I have been down through miles of tunnels and passages, all of them furnished and wired for lights, and the French homes have been pillaged and the homes robbed for those furnishings. In one I found a figure in porcelain of the Christ taken from some church. In one there stood the most beautiful statue of Joan of Arc—her sword shot away. Shrapnel had torn away sections of her armor, but as she stood among the crumbled masonry with the yawning shell holes all around, I seemed to see her still living, and her spirit leading today the French troops to victory.
From this wreck I picked up the head from a statue of Christ and have it in the package I am sending you today.
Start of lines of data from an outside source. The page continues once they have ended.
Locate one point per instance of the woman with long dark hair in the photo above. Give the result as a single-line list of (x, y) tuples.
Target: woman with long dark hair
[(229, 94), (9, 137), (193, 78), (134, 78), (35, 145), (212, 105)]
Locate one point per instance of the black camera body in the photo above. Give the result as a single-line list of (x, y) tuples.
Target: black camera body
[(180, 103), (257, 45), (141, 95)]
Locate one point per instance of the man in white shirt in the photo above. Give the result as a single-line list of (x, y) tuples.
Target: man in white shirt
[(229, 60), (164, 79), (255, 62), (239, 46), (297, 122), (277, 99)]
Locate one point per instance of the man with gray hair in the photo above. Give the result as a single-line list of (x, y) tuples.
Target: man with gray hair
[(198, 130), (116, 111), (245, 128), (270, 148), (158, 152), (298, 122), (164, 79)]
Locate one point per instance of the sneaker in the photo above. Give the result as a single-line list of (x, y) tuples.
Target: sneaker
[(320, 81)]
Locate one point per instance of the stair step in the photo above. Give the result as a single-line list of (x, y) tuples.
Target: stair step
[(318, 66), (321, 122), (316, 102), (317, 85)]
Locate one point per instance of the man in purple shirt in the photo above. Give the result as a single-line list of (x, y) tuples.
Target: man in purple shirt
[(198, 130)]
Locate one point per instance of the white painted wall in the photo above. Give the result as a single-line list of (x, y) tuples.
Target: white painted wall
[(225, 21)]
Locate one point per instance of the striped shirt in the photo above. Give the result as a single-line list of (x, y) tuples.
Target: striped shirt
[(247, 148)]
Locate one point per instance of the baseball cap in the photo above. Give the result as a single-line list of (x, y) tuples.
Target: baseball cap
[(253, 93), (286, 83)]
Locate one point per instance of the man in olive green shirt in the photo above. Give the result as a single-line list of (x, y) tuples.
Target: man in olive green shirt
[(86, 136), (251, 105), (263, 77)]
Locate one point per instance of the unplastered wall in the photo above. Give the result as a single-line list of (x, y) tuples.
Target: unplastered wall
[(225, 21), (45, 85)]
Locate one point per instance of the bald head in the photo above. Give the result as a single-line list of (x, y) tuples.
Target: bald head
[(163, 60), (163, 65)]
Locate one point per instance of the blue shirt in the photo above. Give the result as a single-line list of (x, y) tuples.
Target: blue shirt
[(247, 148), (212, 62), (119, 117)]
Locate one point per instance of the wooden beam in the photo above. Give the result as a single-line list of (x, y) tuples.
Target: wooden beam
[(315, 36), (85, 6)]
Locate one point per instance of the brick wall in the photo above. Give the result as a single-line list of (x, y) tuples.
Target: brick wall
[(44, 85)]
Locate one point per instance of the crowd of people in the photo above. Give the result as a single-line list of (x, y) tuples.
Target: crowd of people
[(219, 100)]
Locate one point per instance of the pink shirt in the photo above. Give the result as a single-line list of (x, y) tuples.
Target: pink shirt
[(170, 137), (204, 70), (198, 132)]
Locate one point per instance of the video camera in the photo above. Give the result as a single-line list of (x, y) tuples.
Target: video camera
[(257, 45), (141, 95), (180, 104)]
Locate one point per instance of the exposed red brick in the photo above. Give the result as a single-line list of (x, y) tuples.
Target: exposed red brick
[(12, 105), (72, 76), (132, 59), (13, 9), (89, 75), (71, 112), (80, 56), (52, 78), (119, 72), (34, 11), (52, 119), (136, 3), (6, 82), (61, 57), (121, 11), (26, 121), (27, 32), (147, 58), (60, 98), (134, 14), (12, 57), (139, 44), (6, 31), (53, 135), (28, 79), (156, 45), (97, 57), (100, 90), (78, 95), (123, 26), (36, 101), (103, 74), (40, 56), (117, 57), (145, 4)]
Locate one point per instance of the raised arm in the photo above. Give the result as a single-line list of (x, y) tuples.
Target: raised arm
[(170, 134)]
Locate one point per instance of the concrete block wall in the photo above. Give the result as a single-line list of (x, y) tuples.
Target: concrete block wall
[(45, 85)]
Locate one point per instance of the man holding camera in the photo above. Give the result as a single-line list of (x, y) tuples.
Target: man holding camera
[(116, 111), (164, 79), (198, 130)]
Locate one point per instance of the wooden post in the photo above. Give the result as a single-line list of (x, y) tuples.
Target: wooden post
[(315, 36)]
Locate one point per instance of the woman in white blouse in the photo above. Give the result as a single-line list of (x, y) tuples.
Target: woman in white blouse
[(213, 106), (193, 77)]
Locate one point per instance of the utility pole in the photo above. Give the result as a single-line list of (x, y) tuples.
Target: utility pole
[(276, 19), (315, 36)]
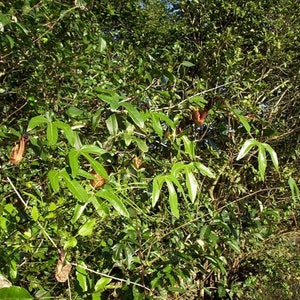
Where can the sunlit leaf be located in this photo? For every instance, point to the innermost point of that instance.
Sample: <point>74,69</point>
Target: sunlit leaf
<point>52,134</point>
<point>247,146</point>
<point>53,176</point>
<point>135,115</point>
<point>102,283</point>
<point>192,185</point>
<point>114,201</point>
<point>173,199</point>
<point>262,161</point>
<point>36,121</point>
<point>87,228</point>
<point>272,154</point>
<point>112,124</point>
<point>205,170</point>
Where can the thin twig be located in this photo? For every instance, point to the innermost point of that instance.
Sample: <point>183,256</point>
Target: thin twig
<point>28,208</point>
<point>112,277</point>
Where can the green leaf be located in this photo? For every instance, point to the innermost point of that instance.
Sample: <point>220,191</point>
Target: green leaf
<point>247,146</point>
<point>14,293</point>
<point>192,185</point>
<point>176,168</point>
<point>53,176</point>
<point>75,188</point>
<point>99,169</point>
<point>69,133</point>
<point>74,112</point>
<point>114,201</point>
<point>156,188</point>
<point>92,149</point>
<point>205,170</point>
<point>244,121</point>
<point>166,119</point>
<point>173,199</point>
<point>87,228</point>
<point>134,114</point>
<point>34,213</point>
<point>82,277</point>
<point>141,144</point>
<point>294,189</point>
<point>102,44</point>
<point>272,154</point>
<point>70,243</point>
<point>36,121</point>
<point>189,146</point>
<point>73,161</point>
<point>187,64</point>
<point>52,134</point>
<point>262,161</point>
<point>112,125</point>
<point>78,211</point>
<point>102,283</point>
<point>156,125</point>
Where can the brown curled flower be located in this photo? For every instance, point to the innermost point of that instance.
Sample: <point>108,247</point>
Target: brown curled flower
<point>62,269</point>
<point>17,152</point>
<point>98,182</point>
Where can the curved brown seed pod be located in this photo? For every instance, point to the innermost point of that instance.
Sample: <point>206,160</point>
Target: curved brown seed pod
<point>17,152</point>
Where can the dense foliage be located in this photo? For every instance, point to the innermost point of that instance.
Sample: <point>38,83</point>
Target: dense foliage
<point>124,176</point>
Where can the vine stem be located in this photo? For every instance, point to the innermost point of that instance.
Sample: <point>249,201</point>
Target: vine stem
<point>111,277</point>
<point>28,208</point>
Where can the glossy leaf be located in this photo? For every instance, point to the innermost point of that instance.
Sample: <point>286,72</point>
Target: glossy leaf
<point>114,201</point>
<point>247,146</point>
<point>273,155</point>
<point>87,228</point>
<point>173,199</point>
<point>36,121</point>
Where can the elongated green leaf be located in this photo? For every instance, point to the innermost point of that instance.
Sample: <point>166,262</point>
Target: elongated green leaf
<point>245,123</point>
<point>294,189</point>
<point>53,176</point>
<point>141,144</point>
<point>156,125</point>
<point>69,133</point>
<point>246,148</point>
<point>52,134</point>
<point>75,188</point>
<point>166,119</point>
<point>262,161</point>
<point>112,101</point>
<point>102,283</point>
<point>99,169</point>
<point>112,124</point>
<point>114,201</point>
<point>156,188</point>
<point>36,121</point>
<point>189,146</point>
<point>34,213</point>
<point>87,228</point>
<point>187,64</point>
<point>192,185</point>
<point>73,161</point>
<point>82,277</point>
<point>78,211</point>
<point>173,199</point>
<point>205,170</point>
<point>272,154</point>
<point>135,115</point>
<point>92,149</point>
<point>176,168</point>
<point>174,180</point>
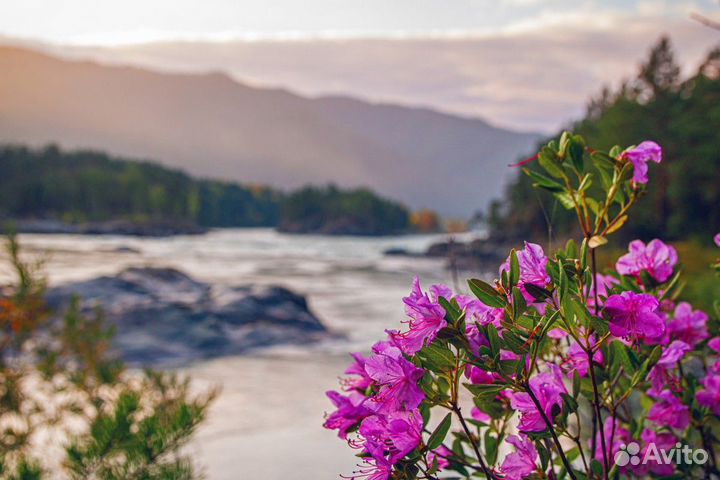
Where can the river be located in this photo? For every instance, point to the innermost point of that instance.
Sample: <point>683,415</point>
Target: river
<point>266,424</point>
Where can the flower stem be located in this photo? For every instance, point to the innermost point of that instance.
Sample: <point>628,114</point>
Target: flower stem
<point>483,466</point>
<point>598,414</point>
<point>556,440</point>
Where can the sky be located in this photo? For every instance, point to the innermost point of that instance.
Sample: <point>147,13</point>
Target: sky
<point>524,64</point>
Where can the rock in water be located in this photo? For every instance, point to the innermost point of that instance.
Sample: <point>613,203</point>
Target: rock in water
<point>164,317</point>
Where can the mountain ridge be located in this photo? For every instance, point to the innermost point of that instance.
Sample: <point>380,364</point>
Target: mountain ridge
<point>213,126</point>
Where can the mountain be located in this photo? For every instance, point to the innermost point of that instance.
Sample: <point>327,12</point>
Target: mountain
<point>210,125</point>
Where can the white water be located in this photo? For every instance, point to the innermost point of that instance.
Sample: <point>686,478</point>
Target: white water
<point>266,424</point>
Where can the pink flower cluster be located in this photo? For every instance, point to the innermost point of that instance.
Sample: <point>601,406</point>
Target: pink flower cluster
<point>380,405</point>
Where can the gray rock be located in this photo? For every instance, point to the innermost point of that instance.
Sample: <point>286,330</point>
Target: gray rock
<point>164,317</point>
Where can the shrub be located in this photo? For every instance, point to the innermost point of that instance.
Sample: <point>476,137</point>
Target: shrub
<point>554,369</point>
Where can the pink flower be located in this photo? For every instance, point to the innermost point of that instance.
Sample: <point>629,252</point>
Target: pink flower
<point>660,376</point>
<point>664,442</point>
<point>533,268</point>
<point>615,439</point>
<point>577,359</point>
<point>427,318</point>
<point>396,378</point>
<point>391,437</point>
<point>350,411</point>
<point>669,411</point>
<point>442,454</point>
<point>634,316</point>
<point>360,380</point>
<point>657,259</point>
<point>639,156</point>
<point>522,462</point>
<point>547,388</point>
<point>710,395</point>
<point>688,325</point>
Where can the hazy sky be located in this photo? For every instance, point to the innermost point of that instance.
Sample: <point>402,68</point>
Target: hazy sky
<point>527,64</point>
<point>133,21</point>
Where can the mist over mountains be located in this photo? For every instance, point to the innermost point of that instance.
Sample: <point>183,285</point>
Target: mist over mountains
<point>212,126</point>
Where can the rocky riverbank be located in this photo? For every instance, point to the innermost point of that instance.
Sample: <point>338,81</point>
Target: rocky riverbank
<point>111,227</point>
<point>163,317</point>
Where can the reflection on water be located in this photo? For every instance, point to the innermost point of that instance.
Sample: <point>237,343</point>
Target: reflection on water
<point>266,423</point>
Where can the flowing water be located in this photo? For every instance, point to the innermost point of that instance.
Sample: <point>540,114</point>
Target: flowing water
<point>266,424</point>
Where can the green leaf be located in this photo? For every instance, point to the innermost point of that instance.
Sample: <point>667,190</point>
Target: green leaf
<point>437,357</point>
<point>519,304</point>
<point>543,181</point>
<point>486,294</point>
<point>494,340</point>
<point>575,150</point>
<point>576,384</point>
<point>538,293</point>
<point>438,436</point>
<point>597,241</point>
<point>617,225</point>
<point>514,268</point>
<point>565,200</point>
<point>491,447</point>
<point>452,312</point>
<point>547,160</point>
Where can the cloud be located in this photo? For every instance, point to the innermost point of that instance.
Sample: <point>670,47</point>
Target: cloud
<point>534,77</point>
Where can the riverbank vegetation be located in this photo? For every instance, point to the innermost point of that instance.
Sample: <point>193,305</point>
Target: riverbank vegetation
<point>80,187</point>
<point>70,410</point>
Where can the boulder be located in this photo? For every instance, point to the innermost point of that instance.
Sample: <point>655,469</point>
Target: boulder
<point>164,317</point>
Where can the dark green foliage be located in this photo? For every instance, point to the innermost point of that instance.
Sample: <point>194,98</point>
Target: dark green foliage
<point>682,116</point>
<point>91,186</point>
<point>330,210</point>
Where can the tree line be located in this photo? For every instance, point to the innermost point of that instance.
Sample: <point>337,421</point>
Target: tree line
<point>682,115</point>
<point>90,186</point>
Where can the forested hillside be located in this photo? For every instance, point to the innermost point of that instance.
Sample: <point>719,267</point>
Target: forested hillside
<point>682,115</point>
<point>91,186</point>
<point>86,186</point>
<point>329,210</point>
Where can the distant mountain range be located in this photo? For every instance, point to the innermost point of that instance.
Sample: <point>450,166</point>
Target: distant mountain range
<point>211,125</point>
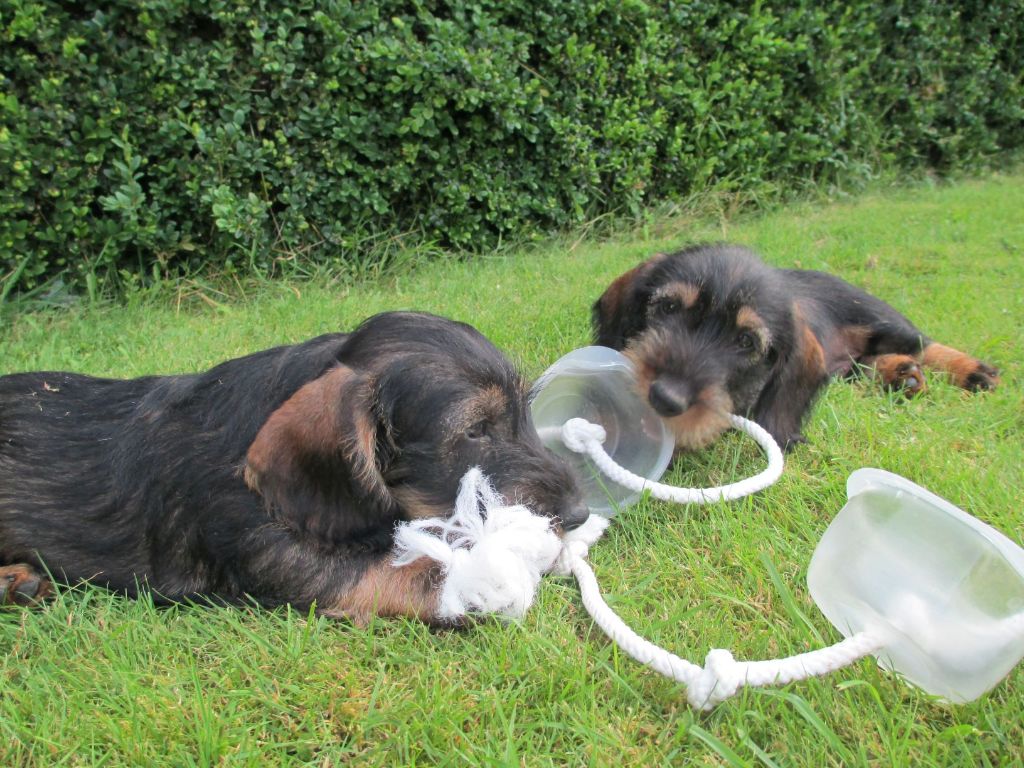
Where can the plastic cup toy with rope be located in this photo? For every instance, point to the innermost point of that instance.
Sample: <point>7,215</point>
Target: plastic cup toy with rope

As I returned after having journeyed nearly a mile, where I had to go to get the only face washing I have indulged in today, I saw through the rainy mists the long lines of cavalry winding silhouetted against the leaden sky to their billets in the wrecked villages below us. They were coming back from the recent drive for a rest. Over on another ridge yesterday I saw packs and long trains of artillery going up to take new positions. It’s all so interesting that one doesn’t feel acutely the discomforts.
There! Jerry must be coming over again, from the way the anti-aircraft are sending up 75’s. I’ll have to go out and have a look, and if too close, beat it, for my corrugated-roofed dugout for a tent does not stop effectively a large piece. Write me now at American Postoffice No. 790, as I am in charge of that.
NOTES: Louis Corneil Gulley was writing to his brother W. P. Gulley of Little Rock, Arkansas. He was born in Jacksonport, Arkansas on April 1, 1871 and died on January 31, 1946. He is buried in the Woodlawn Cemetery in Santa Monica, California. He was a lifelong postal employee beginning with his appointment in Little in 1901. During the war he traveled with the AEF to England and France. He collected a number of war relicts and sent them to his brother which exhibited them in the show window of a Main street piano house. Gulley had been a longtime collector and donated many items to the Arkansas History Commission. He was asked by the staff of the commission to collect relics for a proposed war museum. Many of the items he collected and brought back to the US are a part of the collection held today by the Arkansas State Archives.